How dangerous can Meloni and her legal alliance Europe really be? "I don't believe that Giorgia Meloni poses a threat to the stability of the EU," says political scientist Andrea Ungari from the Luiss University in Rome. "Italy has its place in Europe. It's also different when you speak from the opposition or when you sit down at a table with all the EU heads of state and government."

Critics: "Meloni ate chalk"

In fact, since the fall of Mario Draghi's government in July, Meloni has been trying to appear moderate, reliable and even supportive of the state. She sent video messages explaining in English, Spanish and French that concerns abroad were unfounded and that Italy remained a strong partner under her.

Critics say Meloni ate chalk. And indeed, the tone became rougher this week. At an election rally in Milan, she called out to supporters that the "fun" was over in Europe. With her at the helm, Italy will again first pursue its own interests and only then think in European terms.

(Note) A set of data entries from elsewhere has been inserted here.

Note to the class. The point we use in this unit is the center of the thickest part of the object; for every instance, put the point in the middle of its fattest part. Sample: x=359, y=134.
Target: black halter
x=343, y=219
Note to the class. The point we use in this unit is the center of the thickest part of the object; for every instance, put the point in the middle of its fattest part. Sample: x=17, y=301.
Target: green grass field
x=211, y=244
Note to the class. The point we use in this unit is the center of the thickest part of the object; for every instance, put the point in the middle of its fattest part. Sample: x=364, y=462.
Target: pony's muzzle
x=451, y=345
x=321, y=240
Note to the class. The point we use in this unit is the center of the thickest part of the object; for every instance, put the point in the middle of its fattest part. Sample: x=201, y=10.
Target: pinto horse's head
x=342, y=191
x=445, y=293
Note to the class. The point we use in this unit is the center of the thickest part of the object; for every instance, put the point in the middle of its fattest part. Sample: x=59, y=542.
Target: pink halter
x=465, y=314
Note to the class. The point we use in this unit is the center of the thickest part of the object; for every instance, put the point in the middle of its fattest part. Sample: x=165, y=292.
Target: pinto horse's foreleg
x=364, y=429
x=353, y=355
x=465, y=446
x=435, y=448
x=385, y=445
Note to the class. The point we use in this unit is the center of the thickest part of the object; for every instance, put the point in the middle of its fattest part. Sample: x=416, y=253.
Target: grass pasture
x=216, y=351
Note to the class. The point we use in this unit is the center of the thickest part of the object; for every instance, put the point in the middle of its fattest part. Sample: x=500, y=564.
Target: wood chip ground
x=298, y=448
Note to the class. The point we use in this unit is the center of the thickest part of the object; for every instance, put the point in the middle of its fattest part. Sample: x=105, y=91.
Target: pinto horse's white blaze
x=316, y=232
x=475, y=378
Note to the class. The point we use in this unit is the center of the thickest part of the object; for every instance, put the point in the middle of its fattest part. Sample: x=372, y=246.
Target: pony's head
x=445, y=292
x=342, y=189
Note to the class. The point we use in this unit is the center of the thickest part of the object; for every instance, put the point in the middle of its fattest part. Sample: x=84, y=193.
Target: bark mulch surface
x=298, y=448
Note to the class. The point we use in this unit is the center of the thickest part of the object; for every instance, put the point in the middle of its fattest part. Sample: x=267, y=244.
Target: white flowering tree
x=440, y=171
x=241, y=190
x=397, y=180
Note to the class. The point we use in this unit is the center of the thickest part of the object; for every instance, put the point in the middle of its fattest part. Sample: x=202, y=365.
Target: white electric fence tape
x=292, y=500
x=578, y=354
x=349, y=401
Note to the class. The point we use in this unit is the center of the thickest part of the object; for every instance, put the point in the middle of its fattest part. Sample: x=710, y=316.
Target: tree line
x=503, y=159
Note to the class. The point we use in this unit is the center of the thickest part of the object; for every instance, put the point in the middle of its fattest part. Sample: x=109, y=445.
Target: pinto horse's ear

The announcement was not surprising. Meloni wants to "risollevare" Italy, that is, to get it back on its feet, as the Fratelli d'Italia election posters say. Memories of Donald Trump's slogan "Make America Great Again" come to life. In the first sentence of the joint election manifesto, the centre-right announces a foreign policy "focused on the national interest and the defense of the homeland". Meloni wants EU law to be brought back under national law. She wants strong nation states instead of a union.

Hungary's head of state Orban is pleased with the shift to the right

That is entirely to the liking of Hungary's Prime Minister Orban – whose country can no longer be regarded as a full-fledged democracy, according to a report by the European Parliament – ​​and the national-conservative PiS party from Poland. After the right-wing populist Sweden Democrats are likely to come to power in the Scandinavian EU country, Italy would have the fourth right-wing government in the Union.

"This will make Europe weak," fears MEP Alexandra Geese from the Greens. These countries wanted to prevent a Europe of nations and a common, strong European policy, says Geese of the German Press Agency. She has lived in Italy for more than 20 years and finds the development "very worrying".

Right-wing politician: "No to the bureaucrats in Brussels!"

Meloni wants to strengthen the "Atlantic" connection to the USA - Europe is of secondary importance to her. "Yes to the sovereignty of the people! No to the bureaucrats in Brussels!" she shouted into the microphone at an event organized by the far-right Spanish party Vox in June.

In Italy, many now fear that reforms could be stopped under Meloni, the prerequisites for the complete payment of the 192 billion euros from the EU recovery fund. The money is urgently needed - but Meloni wants to renegotiate with Brussels. But even the critics of the 45-year-old are not assuming that the new government will miss out on billions in aid.